The number of funds doubling up for the one-year top 20 was lower - nine of the original 20 were still there in September 2011 - but Rappell says it is the ability to deliver longer-term consistency that matters.

KEYS TO SUCCESS

He says non-profit funds dominate the list for two reasons. First, their administration fees tend to be lower than for commercial funds, which means less of the annual return is eaten up by expenses. And second, the consistent performers all tend to have similar levels of investment in alternative assets such as infrastructure, hedge funds and private equity.

He says alternative investments helped smooth returns through the GFC, at least in part because these assets are only valued on an annual or quarterly basis - unlike listed assets, where the values change by the minute.

Unger says some alternatives can also help cushion falls in sharemarkets if they genuinely behave differently from shares - though not all alternatives fit this bill.

He believes Australian super funds can't do much about the volatility we're seeing on investment markets but they could do more to try to reduce their reliance on shares for long-term returns.

"They're probably still over-reliant on what has worked in the past, which is equities," he says.

"To be fair, Australian funds are probably better diversified than those offshore but they could introduce more genuine diversification into the funds."

The market leader of investment consulting at Mercer, Graeme Mather, says the GFC and its fallout have made super funds focus more on risk management - and not just the risk that markets will fall.

He says the problems experienced by funds such as MTAA have prompted a greater focus on liquidity risk (whether the fund is able to get out of its investments if it needs cash) and there is also a greater emphasis on "getting under the bonnet" of more complex investments and finding out how they work. "Funds are looking at risk in different ways to get better investment strategies that are truly diversified."
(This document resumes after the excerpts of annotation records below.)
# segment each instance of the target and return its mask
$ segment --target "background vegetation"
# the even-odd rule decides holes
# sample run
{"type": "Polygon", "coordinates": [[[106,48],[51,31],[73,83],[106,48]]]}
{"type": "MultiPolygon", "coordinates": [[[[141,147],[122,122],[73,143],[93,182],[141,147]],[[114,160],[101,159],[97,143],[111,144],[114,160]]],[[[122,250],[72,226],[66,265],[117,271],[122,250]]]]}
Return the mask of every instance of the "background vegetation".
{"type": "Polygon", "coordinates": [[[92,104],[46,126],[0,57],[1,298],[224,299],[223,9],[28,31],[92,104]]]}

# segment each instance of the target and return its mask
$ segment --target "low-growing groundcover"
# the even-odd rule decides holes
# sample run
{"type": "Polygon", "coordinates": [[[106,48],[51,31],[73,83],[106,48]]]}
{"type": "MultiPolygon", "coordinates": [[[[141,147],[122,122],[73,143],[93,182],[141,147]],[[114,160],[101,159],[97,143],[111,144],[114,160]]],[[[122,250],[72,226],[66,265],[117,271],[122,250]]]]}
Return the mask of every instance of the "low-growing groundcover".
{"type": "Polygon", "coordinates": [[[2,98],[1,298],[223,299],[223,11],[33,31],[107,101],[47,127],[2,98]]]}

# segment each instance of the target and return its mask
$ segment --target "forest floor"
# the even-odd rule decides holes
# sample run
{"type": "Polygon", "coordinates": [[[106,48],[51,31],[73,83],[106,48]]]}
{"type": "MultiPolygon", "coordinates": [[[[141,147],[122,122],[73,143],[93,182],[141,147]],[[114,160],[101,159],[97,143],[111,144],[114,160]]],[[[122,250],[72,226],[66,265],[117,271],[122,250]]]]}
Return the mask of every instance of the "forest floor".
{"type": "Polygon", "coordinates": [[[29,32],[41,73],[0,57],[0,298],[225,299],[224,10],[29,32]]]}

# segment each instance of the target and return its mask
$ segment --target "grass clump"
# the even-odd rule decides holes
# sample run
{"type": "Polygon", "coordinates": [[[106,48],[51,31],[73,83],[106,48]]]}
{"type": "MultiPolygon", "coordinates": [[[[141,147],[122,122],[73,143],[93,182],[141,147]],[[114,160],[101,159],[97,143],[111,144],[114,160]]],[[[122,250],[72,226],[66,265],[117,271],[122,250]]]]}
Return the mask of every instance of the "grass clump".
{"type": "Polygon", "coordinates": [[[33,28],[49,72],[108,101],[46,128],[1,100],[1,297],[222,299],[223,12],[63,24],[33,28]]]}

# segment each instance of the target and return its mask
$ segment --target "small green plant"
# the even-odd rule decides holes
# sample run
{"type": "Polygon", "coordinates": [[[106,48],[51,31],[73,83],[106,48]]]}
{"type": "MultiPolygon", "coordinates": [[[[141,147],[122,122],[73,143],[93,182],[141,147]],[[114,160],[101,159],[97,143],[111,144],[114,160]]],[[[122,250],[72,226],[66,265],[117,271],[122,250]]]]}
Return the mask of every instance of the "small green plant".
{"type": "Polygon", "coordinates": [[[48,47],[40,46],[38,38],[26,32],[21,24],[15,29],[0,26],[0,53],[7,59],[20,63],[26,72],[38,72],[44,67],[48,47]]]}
He says one approach being used more often is dynamic asset allocation. This isn't shifting completely out of one investment class (such as shares) if you think it's going to tank like it or not, funds offering a balanced portfolio have to offer just that. But Mather says funds are looking more to take advantage of medium-term anomalies in valuations.

One example was in 2008 when, thanks to the GFC, good-quality corporate bonds were offering high yields compared with the risk involved. Funds using dynamic asset allocation were able to make good profits over the next couple of years to offset some of their equity losses. Of course, not everyone gets these calls right but Unger says super funds are looking for fund managers with proven skills in this area, rather than just paying fund managers to provide market returns.

"There's a strong focus on fees," he says. "One way for funds to keep fees down is to index part of their portfolio and use more active managers to add value.

"Rather than paying high fees for index returns, they can access those index returns cheaply and use their fees in other areas. In other words, if your fee budget is 80 basis points [0.8 per cent], they're wanting to get the most bang for their buck."

Mather says Mercer has also been working with funds to try to hedge against GFC-like events through managers using lower-risk equity strategies that try to get sharemarket returns with reduced volatility. Like dynamic asset allocation, not all managers can do this, though he says some of the early signs are promising.

Unger says funds are also questioning whether their portfolios are genuinely diverse, in that they include assets and strategies not closely linked to sharemarket movements.

"What they should be trying to do is to reduce their reliance on equities because you don't want to be overly dependent on one asset class," he says. "Frequent extreme events seem to be increasing and funds are starting to plan for that."